It was a nice room, but to one in Agravaine's state of
suppressed suspicion a trifle too solidly upholstered. The door was of
the thickest oak, studded with iron nails. Iron bars formed a neat
pattern across the only window.
Hardly had Agravaine observed these things when the door opened, and
before him stood the damsel Yvonne, pale of face and panting for
breath.
She leaned against the doorpost and gulped.
'Fly!' she whispered.
Reader, if you had come to spend the night in the lonely castle of a
perfect stranger with a shifty eye and a rogues' gallery smile, and on
retiring to your room had found the door kick-proof and the window
barred, and if, immediately after your discovery of these phenomena, a
white-faced young lady had plunged in upon you and urged you to
immediate flight, wouldn't that jar you?
It jarred Agravaine.
'Eh?' he cried.
'Fly!

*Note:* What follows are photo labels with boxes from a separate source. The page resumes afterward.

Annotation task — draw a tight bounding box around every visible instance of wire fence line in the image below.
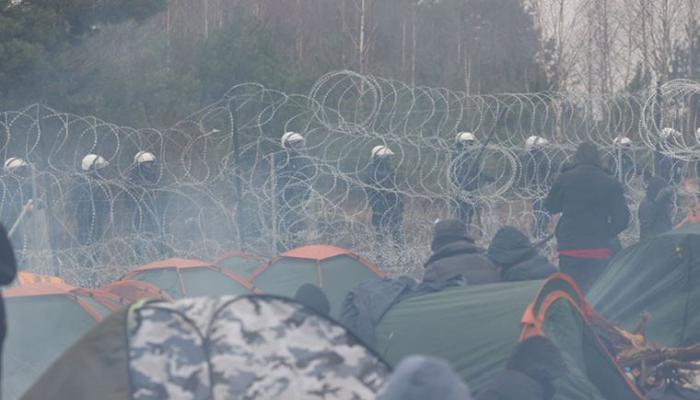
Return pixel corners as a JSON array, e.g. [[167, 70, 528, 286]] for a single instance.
[[0, 71, 700, 286]]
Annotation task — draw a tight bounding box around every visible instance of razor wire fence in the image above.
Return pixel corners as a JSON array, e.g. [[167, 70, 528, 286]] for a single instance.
[[0, 71, 700, 286]]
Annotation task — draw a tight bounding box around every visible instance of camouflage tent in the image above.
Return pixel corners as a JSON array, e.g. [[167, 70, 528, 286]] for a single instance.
[[24, 295, 389, 400], [2, 283, 110, 399], [251, 245, 384, 314], [214, 251, 265, 280], [122, 258, 254, 299]]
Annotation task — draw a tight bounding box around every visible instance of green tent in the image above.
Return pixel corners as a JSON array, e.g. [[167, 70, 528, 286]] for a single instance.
[[251, 245, 384, 314], [214, 251, 265, 280], [23, 295, 390, 400], [587, 224, 700, 346], [2, 283, 110, 399], [375, 281, 542, 390], [121, 258, 254, 299]]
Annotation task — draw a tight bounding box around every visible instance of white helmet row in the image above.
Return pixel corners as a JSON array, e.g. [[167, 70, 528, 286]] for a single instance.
[[5, 157, 29, 172], [455, 132, 476, 144], [525, 136, 549, 150], [372, 145, 394, 158], [282, 132, 304, 147], [134, 151, 156, 164], [613, 136, 632, 147], [80, 154, 109, 171]]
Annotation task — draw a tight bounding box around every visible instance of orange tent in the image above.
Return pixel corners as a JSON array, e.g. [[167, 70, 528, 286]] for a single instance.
[[122, 258, 255, 299], [251, 245, 384, 313]]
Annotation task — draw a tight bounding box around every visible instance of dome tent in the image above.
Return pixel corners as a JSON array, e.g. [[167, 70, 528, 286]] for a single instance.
[[24, 295, 390, 400], [121, 258, 254, 299], [2, 283, 110, 399], [251, 245, 384, 314]]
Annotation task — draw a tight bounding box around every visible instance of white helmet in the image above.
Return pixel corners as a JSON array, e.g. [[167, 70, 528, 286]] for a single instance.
[[282, 132, 304, 146], [134, 151, 156, 164], [613, 136, 632, 147], [659, 128, 683, 140], [5, 157, 29, 172], [80, 154, 109, 171], [525, 136, 549, 151], [372, 145, 394, 158], [455, 132, 476, 144]]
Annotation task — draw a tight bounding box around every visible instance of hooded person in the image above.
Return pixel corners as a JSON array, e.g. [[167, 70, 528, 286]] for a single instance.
[[637, 176, 673, 241], [423, 219, 501, 285], [476, 336, 568, 400], [363, 146, 404, 245], [545, 142, 630, 293], [377, 356, 472, 400], [275, 132, 316, 250], [487, 226, 558, 282], [294, 283, 331, 316], [0, 225, 17, 384]]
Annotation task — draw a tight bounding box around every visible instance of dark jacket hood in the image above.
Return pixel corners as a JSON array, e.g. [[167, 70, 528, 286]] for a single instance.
[[487, 226, 537, 268], [378, 356, 471, 400], [574, 142, 601, 167], [646, 176, 666, 201]]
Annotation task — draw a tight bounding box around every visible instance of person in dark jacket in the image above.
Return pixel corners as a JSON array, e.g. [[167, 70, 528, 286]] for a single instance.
[[450, 132, 491, 227], [638, 176, 673, 240], [275, 132, 316, 250], [71, 154, 111, 246], [0, 225, 17, 382], [545, 142, 630, 293], [377, 355, 472, 400], [423, 219, 501, 285], [487, 226, 557, 282], [476, 336, 568, 400], [294, 283, 331, 316], [521, 136, 557, 238], [608, 136, 636, 183], [364, 146, 404, 245]]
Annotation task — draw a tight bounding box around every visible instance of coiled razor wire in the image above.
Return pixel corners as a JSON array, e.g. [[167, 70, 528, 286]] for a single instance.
[[0, 71, 700, 286]]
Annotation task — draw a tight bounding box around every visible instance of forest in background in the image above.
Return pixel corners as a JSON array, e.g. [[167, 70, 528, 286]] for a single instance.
[[0, 0, 700, 127]]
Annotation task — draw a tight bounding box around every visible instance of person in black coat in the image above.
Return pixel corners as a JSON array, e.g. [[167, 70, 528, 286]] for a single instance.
[[476, 336, 568, 400], [638, 176, 673, 241], [423, 219, 501, 285], [545, 142, 630, 293], [487, 226, 558, 282], [70, 154, 111, 246], [450, 132, 492, 227], [275, 132, 316, 250], [364, 146, 404, 245], [0, 225, 17, 382]]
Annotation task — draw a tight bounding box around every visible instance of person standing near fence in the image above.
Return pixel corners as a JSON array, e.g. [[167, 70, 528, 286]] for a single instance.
[[0, 157, 35, 254], [70, 154, 110, 246], [544, 142, 630, 293], [364, 145, 404, 247], [274, 132, 316, 250], [129, 151, 167, 256], [522, 136, 559, 238], [450, 132, 488, 229]]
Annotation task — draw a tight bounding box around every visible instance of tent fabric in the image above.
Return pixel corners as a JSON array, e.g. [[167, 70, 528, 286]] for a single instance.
[[587, 224, 700, 347], [375, 281, 542, 392], [251, 245, 384, 315], [214, 251, 265, 280], [25, 295, 390, 400], [121, 258, 255, 299], [521, 274, 643, 400], [2, 284, 109, 399]]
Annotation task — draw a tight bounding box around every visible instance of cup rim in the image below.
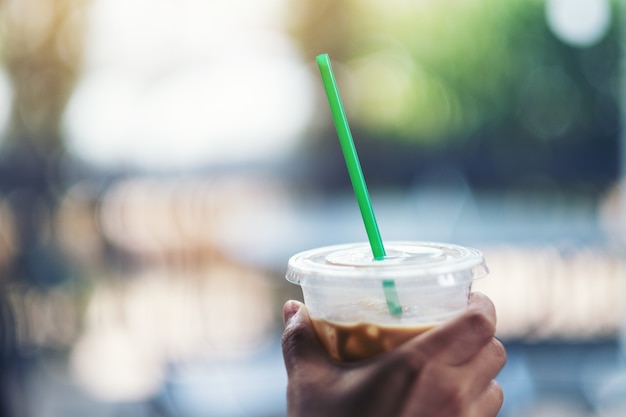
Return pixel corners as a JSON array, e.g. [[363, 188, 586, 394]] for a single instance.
[[285, 240, 489, 286]]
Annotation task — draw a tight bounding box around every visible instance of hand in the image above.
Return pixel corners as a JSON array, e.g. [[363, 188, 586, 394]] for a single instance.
[[282, 293, 506, 417]]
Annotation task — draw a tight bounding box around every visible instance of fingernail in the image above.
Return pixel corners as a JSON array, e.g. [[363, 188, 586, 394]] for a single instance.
[[283, 300, 300, 324]]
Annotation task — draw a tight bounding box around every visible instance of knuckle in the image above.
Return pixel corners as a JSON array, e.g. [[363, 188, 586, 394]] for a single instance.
[[490, 337, 507, 369], [467, 311, 496, 339], [281, 325, 307, 354]]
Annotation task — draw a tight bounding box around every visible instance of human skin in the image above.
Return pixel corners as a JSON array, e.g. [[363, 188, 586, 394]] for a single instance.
[[282, 293, 506, 417]]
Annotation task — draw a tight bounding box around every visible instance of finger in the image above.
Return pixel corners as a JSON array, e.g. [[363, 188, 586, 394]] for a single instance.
[[468, 380, 504, 417], [405, 293, 496, 366], [455, 338, 506, 397], [282, 300, 327, 374]]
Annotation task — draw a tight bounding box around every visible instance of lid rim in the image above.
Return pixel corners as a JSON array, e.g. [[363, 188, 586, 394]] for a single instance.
[[286, 241, 489, 284]]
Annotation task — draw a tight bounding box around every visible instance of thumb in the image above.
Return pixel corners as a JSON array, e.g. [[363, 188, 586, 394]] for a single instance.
[[282, 300, 329, 373]]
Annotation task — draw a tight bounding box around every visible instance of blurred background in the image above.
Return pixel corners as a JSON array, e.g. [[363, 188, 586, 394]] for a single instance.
[[0, 0, 626, 417]]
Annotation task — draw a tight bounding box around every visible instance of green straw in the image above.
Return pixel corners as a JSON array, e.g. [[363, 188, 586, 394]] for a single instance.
[[316, 54, 402, 315]]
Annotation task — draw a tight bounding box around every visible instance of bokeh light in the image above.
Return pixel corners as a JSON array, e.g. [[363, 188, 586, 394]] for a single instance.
[[546, 0, 611, 47], [65, 0, 313, 170]]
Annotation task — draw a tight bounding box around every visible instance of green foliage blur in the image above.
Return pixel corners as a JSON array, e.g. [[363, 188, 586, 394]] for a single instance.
[[291, 0, 620, 185], [294, 0, 619, 144]]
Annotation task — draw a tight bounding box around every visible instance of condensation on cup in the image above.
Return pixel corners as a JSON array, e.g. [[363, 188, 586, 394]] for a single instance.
[[286, 241, 489, 362]]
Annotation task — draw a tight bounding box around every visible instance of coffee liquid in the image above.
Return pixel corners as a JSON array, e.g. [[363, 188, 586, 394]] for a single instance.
[[313, 318, 434, 362]]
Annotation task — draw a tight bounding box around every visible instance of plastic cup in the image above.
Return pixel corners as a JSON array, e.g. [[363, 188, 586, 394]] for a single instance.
[[286, 241, 489, 362]]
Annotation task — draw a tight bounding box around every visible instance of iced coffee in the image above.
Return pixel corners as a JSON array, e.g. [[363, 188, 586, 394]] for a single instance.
[[287, 242, 488, 362]]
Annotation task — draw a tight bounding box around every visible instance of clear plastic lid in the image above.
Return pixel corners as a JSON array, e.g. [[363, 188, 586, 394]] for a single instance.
[[286, 241, 489, 285]]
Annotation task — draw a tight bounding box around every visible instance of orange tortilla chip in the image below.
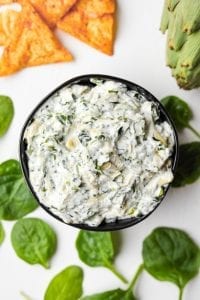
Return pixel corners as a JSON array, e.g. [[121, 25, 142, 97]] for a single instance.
[[29, 0, 77, 27], [0, 0, 15, 5], [0, 9, 20, 46], [76, 0, 116, 18], [57, 0, 115, 55], [0, 2, 72, 76]]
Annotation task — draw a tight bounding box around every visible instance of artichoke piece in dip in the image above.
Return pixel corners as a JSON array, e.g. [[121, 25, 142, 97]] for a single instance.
[[24, 78, 174, 226]]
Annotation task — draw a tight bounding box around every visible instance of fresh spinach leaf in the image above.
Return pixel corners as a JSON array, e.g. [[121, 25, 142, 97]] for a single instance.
[[44, 266, 83, 300], [0, 95, 14, 137], [142, 227, 200, 299], [0, 159, 38, 220], [76, 230, 127, 283], [0, 222, 5, 245], [161, 96, 200, 138], [172, 142, 200, 187], [81, 289, 136, 300], [11, 218, 57, 268], [81, 264, 144, 300]]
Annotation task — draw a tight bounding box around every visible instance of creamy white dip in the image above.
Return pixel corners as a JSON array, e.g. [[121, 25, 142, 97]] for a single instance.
[[25, 79, 174, 226]]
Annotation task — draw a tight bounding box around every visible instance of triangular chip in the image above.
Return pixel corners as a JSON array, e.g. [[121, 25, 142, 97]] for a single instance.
[[0, 9, 20, 46], [29, 0, 77, 27], [76, 0, 116, 18], [0, 0, 15, 5], [0, 1, 72, 76], [57, 0, 115, 55]]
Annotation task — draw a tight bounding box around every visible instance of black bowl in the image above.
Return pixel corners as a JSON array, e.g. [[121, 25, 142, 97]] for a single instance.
[[20, 74, 178, 231]]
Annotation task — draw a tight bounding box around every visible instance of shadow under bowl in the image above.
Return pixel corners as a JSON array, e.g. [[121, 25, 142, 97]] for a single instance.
[[19, 74, 178, 231]]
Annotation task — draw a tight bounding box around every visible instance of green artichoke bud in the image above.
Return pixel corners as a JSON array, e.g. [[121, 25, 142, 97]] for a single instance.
[[160, 0, 200, 90]]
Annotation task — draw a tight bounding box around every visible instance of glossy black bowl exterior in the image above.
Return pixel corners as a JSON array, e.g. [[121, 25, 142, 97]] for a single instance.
[[20, 74, 178, 231]]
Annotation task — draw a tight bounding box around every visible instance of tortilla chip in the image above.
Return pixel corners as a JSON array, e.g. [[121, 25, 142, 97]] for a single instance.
[[29, 0, 77, 27], [0, 0, 15, 5], [0, 1, 72, 76], [76, 0, 116, 18], [57, 0, 115, 55], [0, 9, 20, 46]]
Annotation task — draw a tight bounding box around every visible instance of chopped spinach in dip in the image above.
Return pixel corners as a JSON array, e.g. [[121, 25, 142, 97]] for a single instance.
[[25, 79, 174, 226]]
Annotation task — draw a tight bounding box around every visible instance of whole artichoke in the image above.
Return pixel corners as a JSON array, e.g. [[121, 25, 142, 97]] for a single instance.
[[160, 0, 200, 90]]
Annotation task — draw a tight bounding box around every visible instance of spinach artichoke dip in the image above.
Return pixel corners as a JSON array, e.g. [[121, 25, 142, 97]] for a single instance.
[[24, 78, 174, 226]]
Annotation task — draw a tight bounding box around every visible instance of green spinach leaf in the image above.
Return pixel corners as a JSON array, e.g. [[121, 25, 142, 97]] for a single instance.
[[0, 222, 5, 245], [76, 230, 127, 283], [142, 227, 200, 299], [161, 96, 200, 138], [44, 266, 83, 300], [82, 264, 144, 300], [0, 159, 38, 220], [82, 289, 136, 300], [11, 218, 57, 268], [172, 142, 200, 187], [0, 95, 14, 137]]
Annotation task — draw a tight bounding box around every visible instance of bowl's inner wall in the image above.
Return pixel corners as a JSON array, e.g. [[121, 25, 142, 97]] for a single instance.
[[20, 75, 178, 231]]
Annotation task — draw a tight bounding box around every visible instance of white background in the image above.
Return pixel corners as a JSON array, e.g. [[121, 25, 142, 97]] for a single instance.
[[0, 0, 200, 300]]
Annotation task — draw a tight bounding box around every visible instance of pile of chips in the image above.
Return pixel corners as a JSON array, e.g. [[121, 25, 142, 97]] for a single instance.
[[0, 0, 116, 76]]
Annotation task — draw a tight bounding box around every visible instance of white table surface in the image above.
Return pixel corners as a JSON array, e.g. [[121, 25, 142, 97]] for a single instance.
[[0, 0, 200, 300]]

Fly, Sir Knight.'
Another footstep sounded in the passage. The damsel gave a startled
look over her shoulder.
'And what's all this?'
Earl Dorm appeared in the dim-lit corridor. His voice had a nasty
tinkle in it.
'Your--your daughter,' said Agravaine, hurriedly, 'was just telling me
that breakfast would--'
The sentence remained unfinished. A sudden movement of the earl's hand,
and the great door banged in his face.